L'intervento del leader leghista conferma come il caso Roggero continui ad avere una forte rilevanza politica oltre che giudiziaria.
Un processo diventato simbolo del dibattito sulla legittima difesa
La vicenda risale al 28 aprile 2021, quando tre rapinatori fecero irruzione nella gioielleria di Roggero. Dopo aver subito l'aggressione e il furto, il commerciante impugnò una pistola e inseguì i malviventi all'esterno del negozio, esplodendo numerosi colpi d'arma da fuoco.
Due dei rapinatori morirono, mentre un terzo rimase gravemente ferito.
Proprio la dinamica dell'inseguimento è stata al centro del processo. Per l'accusa, il pericolo per il gioielliere era cessato nel momento in cui i rapinatori stavano scappando, rendendo sproporzionato l'uso della forza letale. La difesa, invece, ha sempre sostenuto che Roggero fosse ancora sotto l'effetto dello shock e avesse reagito in una situazione di estrema tensione, ritenendo di essere ancora in pericolo.
Il procedimento è diventato negli anni uno dei principali casi utilizzati nel confronto politico sulla normativa italiana in materia di legittima difesa.
Attesa per il verdetto definitivo
La decisione della Corte di Cassazione rappresenta l'ultimo grado di giudizio e sarà determinante per il futuro del gioielliere piemontese.
Se la Suprema Corte confermerà la sentenza d'appello, la condanna a 14 anni e 9 mesi diventerà definitiva.
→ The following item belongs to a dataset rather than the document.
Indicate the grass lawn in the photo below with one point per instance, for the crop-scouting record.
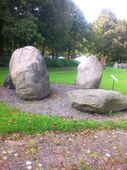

Qualora invece dovesse rilevare vizi di diritto, potrebbe annullare la decisione e disporre un nuovo processo davanti a un'altra sezione della Corte d'Appello.
Dopo oltre cinque anni dai fatti, il caso Roggero si avvia così verso la sua conclusione giudiziaria, ma il dibattito pubblico sul confine tra autodifesa e uso legittimo delle armi è destinato a proseguire anche dopo il verdetto.